República Dominicana necesita más que estadios: también forjar ídolos deportivos

A pocos meses de los Juegos Centroamericanos y del Caribe, el foco en el país está puesto en las instalaciones deportivas: si estarán listas, cuánto costaron y la imagen que proyectarán. Sin embargo, una pregunta clave queda sin respuesta: ¿quiénes son los atletas que defenderán la bandera dominicana?

La mayoría de los dominicanos no reconoce el rostro de muchos de los deportistas que han entrenado años para representar al país. Se sabe cuánto costó un estadio, pero se desconoce quién es la joven que buscará una medalla en atletismo o el muchacho que competirá en judo, natación, esgrima o levantamiento de pesas. Y eso, según la columnista Abril Peña, es un problema.

Más que medallas: construir referentes sociales

Las grandes competencias no solo sirven para ganar medallas, sino también para crear modelos a seguir. Cada atleta puede convertirse en un ejemplo de disciplina, perseverancia y superación para miles de niños y adolescentes que buscan referentes en una sociedad que a menudo premia la polémica, la superficialidad o la fama sin esfuerzo.

Cuando un niño conoce la historia de un campeón, entiende que el éxito también puede llegar madrugando para entrenar, renunciando a comodidades y trabajando durante años por un sueño. Por eso, la inversión no debe terminar cuando se inaugura una instalación deportiva. También se debe invertir en hacer visibles a los atletas.

Visibilidad para inspirar

No se trata de convertirlos en celebridades vacías, sino en referentes. Que sus nombres sean conocidos, que sus historias inspiren. Que aparezcan en campañas públicas, en escuelas, en medios de comunicación y en las vallas que hoy están reservadas para artistas, políticos o figuras del entretenimiento.

Porque cuando una sociedad decide quién ocupa sus espacios de mayor visibilidad, también está decidiendo qué valores quiere promover. Imaginen el impacto de que un niño vea cada mañana el rostro de una campeona dominicana camino a la escuela, que conozca su historia, que descubra que proviene de un barrio parecido al suyo y que, gracias al deporte, pudo representar a todo un país. Ese mensaje vale mucho más que cualquier discurso.

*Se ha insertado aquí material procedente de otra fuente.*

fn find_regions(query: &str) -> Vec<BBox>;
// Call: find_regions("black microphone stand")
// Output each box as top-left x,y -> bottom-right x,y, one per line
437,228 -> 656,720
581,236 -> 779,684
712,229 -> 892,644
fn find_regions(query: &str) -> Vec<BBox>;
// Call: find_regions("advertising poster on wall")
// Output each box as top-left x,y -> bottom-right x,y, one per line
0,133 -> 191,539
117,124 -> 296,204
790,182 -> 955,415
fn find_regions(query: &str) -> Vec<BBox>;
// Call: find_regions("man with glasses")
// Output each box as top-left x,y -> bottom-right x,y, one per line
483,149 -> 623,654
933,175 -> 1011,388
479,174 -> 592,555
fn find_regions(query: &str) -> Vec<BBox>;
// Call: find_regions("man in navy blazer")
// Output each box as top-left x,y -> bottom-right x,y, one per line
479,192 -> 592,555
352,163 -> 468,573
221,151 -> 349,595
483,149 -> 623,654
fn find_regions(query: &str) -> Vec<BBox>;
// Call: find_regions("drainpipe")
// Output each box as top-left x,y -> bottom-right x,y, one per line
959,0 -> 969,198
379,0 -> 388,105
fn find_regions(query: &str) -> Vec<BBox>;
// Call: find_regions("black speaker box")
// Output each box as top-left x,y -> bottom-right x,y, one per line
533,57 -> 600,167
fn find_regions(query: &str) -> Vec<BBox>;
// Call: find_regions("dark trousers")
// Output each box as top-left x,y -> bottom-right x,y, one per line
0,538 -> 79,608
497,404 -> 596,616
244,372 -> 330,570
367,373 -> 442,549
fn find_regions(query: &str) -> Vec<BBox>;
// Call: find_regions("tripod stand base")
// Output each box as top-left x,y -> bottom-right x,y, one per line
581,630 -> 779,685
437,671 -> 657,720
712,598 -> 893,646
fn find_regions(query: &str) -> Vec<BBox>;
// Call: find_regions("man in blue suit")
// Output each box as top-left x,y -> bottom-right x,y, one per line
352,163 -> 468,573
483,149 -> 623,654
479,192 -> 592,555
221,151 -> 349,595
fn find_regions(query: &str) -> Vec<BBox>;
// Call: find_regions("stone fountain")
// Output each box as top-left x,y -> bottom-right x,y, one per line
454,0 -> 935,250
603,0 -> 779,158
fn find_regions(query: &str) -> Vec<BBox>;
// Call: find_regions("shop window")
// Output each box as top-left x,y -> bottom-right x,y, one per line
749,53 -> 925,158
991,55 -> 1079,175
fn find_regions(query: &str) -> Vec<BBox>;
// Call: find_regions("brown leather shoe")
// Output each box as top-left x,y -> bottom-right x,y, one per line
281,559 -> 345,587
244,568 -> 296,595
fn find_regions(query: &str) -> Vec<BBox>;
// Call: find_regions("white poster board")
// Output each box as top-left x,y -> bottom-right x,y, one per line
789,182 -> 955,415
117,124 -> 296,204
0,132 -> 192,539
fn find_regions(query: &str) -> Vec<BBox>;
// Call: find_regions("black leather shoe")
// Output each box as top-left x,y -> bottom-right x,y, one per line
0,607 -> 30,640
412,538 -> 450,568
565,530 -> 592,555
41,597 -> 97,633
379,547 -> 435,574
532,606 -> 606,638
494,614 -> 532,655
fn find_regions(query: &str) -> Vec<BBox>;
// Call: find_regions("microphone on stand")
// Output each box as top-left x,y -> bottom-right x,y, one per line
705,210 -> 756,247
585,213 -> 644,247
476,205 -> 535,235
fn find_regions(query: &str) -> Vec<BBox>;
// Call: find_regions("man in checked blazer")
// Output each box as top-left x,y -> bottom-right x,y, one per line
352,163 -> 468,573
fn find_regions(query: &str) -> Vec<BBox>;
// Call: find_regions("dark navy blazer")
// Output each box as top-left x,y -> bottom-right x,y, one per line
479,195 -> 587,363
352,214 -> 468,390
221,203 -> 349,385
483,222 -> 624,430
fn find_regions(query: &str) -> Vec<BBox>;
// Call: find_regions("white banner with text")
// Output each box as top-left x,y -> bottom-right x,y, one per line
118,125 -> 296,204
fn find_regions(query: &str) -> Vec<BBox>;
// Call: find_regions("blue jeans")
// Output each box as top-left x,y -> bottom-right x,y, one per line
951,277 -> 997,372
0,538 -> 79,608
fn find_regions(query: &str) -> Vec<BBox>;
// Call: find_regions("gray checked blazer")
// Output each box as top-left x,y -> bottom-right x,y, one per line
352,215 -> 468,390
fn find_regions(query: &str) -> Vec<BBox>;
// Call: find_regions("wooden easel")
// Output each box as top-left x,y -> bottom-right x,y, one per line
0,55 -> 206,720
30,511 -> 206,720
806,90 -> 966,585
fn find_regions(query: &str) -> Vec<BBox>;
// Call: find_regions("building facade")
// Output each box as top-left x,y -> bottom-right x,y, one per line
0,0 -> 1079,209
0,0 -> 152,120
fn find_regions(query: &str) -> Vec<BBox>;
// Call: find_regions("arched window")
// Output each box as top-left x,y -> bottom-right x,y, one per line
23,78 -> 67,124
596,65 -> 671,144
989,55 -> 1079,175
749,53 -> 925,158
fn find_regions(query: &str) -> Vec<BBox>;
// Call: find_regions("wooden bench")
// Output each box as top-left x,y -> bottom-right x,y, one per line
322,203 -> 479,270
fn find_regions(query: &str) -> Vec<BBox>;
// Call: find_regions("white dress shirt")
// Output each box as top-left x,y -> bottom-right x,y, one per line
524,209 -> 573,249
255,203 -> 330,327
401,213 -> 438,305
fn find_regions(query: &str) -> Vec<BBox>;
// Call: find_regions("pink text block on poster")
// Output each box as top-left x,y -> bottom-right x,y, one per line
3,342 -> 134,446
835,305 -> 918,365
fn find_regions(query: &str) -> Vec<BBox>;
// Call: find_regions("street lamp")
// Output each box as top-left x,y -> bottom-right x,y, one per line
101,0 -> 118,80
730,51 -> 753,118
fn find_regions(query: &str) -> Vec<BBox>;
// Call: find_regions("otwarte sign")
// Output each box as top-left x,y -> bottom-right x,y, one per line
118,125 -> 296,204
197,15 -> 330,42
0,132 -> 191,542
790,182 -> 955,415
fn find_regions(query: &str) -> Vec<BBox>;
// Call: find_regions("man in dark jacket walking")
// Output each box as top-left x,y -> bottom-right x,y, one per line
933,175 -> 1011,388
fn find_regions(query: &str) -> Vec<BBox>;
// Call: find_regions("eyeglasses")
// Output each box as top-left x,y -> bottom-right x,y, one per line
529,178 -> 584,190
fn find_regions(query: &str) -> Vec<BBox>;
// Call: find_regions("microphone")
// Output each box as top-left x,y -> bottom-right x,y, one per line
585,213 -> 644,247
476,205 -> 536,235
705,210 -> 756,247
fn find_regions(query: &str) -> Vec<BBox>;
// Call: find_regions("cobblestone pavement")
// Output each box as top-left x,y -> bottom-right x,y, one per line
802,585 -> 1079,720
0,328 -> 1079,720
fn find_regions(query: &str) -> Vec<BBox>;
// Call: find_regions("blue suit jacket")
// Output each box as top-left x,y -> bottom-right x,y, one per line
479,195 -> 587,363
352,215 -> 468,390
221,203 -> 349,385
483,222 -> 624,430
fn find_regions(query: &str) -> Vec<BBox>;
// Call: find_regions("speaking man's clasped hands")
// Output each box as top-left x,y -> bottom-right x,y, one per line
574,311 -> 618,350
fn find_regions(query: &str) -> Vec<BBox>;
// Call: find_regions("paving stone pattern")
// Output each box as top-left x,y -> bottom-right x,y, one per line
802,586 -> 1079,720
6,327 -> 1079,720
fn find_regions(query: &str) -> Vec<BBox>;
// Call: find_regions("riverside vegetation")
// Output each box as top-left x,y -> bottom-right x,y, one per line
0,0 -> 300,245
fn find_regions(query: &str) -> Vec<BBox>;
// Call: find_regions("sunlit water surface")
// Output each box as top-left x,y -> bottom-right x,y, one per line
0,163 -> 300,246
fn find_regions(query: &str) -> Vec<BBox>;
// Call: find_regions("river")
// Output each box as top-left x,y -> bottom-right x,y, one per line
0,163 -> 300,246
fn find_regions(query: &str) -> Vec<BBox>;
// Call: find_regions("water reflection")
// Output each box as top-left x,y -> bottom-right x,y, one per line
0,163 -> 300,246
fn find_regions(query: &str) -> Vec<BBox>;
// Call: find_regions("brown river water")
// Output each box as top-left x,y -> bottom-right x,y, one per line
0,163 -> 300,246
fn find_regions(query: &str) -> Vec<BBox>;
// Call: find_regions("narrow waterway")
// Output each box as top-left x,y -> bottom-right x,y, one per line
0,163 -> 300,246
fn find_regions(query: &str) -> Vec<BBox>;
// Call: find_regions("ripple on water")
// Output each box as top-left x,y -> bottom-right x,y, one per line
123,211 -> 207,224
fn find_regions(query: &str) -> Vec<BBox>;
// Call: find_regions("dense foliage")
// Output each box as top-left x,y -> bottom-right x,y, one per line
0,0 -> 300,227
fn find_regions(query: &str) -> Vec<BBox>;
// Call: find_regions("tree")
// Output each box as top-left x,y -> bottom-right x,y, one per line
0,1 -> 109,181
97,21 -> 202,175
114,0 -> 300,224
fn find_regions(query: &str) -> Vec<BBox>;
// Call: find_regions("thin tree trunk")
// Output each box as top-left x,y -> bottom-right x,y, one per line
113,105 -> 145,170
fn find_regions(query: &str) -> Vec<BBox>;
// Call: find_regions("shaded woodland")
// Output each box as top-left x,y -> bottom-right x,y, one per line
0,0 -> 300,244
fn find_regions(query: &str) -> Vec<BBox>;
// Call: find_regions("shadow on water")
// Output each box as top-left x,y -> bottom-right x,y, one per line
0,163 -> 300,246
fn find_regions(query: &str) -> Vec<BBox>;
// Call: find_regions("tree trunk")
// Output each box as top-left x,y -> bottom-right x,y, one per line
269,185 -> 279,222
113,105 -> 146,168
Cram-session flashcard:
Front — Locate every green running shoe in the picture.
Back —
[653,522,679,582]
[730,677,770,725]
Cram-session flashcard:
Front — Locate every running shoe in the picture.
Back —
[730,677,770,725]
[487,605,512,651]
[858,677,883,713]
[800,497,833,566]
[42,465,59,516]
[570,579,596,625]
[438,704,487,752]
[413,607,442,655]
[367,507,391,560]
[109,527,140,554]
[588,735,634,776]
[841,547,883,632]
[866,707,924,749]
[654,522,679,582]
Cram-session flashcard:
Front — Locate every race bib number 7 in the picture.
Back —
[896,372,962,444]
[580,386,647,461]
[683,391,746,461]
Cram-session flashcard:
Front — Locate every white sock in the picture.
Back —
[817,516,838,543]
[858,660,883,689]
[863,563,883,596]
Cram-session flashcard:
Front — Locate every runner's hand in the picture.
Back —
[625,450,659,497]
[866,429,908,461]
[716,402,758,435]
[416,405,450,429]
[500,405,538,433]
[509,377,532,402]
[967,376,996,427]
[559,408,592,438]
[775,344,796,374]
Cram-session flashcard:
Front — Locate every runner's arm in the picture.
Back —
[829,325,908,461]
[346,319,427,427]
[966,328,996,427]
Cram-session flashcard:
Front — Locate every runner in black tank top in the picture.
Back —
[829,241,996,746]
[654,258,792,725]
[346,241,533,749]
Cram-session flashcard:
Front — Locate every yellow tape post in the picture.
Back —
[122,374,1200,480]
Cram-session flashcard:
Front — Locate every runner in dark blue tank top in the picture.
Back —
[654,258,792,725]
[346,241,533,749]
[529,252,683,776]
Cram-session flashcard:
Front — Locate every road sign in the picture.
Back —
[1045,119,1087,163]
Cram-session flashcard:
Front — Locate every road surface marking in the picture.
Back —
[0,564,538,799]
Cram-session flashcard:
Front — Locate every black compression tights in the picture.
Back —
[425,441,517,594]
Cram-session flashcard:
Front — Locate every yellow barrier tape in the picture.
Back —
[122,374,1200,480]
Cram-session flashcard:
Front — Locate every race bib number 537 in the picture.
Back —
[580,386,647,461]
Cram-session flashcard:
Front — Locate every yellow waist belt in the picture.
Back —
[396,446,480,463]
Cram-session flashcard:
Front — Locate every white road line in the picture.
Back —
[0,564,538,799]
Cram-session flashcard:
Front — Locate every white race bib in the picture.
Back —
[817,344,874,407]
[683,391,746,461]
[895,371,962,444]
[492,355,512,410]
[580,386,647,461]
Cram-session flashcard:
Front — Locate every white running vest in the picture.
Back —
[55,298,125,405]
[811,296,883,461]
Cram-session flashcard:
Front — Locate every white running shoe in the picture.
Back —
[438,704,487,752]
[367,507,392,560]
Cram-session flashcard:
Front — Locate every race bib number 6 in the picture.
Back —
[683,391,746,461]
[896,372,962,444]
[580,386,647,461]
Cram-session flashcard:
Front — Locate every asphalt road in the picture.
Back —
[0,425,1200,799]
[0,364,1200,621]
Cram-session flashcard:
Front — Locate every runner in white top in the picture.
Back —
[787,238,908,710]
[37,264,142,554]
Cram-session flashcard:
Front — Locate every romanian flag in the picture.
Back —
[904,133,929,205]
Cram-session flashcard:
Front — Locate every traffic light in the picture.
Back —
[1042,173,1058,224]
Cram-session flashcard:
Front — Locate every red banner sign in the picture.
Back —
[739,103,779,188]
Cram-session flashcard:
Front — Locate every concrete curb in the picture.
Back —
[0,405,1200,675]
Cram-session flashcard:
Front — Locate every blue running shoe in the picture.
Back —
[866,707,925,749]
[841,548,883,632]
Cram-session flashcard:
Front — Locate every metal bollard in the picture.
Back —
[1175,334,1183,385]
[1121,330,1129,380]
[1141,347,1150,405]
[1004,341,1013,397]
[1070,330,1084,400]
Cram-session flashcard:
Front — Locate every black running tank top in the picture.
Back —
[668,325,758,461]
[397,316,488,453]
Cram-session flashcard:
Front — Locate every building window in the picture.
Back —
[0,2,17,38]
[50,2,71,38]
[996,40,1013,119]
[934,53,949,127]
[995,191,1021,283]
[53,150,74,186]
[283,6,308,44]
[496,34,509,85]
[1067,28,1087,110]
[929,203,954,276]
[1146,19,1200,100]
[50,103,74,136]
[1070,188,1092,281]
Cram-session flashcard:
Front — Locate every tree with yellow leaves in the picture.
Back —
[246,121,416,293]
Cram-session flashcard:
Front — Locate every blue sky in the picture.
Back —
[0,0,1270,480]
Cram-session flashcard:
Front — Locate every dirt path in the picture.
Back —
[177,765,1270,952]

Los Juegos Centroamericanos y del Caribe pueden dejar un legado físico en forma de modernas instalaciones deportivas. Pero el legado más importante sería otro: que al terminar la competencia, toda la República Dominicana conozca a sus atletas, celebre sus historias y los convierta en los nuevos rostros de una generación que necesita creer que el éxito también se alcanza con disciplina, esfuerzo y trabajo. Porque los estadios se construyen una sola vez, los héroes deportivos pueden inspirar durante generaciones.